WCCL promotes the development of domestic brands

WCCL promotes the development of domestic brands

Earlier, it acquired Northwest Switchgear and today, under the name Wipro Garnet, has a range of lighting products primarily in the LED segment. It has also recently announced foray into packaged foods. This includes snacks, condiments and ready-to-eat categories. When asked whether the company would look at inorganic opportunities in the domestic market as well, Agarwal says, “We are always on the lookout for the right acquisition opportunities if we find a good fit.”

WCCL has taken minority equity stake in seven start-ups in the country. The company says its stake is between 15-25 per cent and the maximum investment in a single company is Rs 25 crore. They will be run independently,” explains Agarwal.

Similarly, WCCL’s venture funding arm, Wipro Consumer Care Ventures, has invested in DSG Consumer Partners IV, a Singapore-based fund that will invest in start-ups in the wider Southeast Asian region. With e-commerce becoming more important day by day, WCCL is seen as holding onto that space as compared to some of its bigger competitors.

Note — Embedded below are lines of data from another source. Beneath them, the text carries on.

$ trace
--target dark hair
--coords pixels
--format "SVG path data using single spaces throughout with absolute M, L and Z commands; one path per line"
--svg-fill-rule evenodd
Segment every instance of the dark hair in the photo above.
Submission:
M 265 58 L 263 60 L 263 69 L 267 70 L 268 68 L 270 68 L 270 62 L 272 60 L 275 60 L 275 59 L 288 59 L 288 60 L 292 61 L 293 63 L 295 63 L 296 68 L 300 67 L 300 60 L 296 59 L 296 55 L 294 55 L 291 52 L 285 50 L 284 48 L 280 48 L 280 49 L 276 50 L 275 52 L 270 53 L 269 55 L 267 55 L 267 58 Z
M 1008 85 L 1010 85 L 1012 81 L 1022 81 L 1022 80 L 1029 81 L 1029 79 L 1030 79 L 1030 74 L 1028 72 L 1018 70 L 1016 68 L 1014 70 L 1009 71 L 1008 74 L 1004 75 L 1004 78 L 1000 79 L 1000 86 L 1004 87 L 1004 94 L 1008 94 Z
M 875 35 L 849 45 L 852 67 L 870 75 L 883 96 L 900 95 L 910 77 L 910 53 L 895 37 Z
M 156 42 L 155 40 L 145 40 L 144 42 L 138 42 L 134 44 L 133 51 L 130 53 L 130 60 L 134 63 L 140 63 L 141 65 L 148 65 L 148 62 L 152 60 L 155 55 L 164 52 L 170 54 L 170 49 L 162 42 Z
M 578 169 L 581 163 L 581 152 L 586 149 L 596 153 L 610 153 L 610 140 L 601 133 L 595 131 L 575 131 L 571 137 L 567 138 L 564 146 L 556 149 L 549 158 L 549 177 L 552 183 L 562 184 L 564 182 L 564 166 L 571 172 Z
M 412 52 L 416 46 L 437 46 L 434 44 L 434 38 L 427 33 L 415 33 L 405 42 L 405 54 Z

Marketing guru Bijoor warns that venturing into too many segments will result in a loss of focus. “This is their weakness; Maintaining a narrow bandwidth is of the utmost importance – the Wipro brand should not become a supermarket brand. Instead, it should become the home of brands. When a supermarket becomes a brand, the focus is lost, and it is not a constructive move to diversify the portfolio like this.”

For now, however, WCCL is on the winning wicket with a decent bounce as the FMCG sector recovers from the impact of the pandemic. Aggarwal is reasonably paying – for now at least – massively about WCCL’s prospects and its multi-billion dollar bets.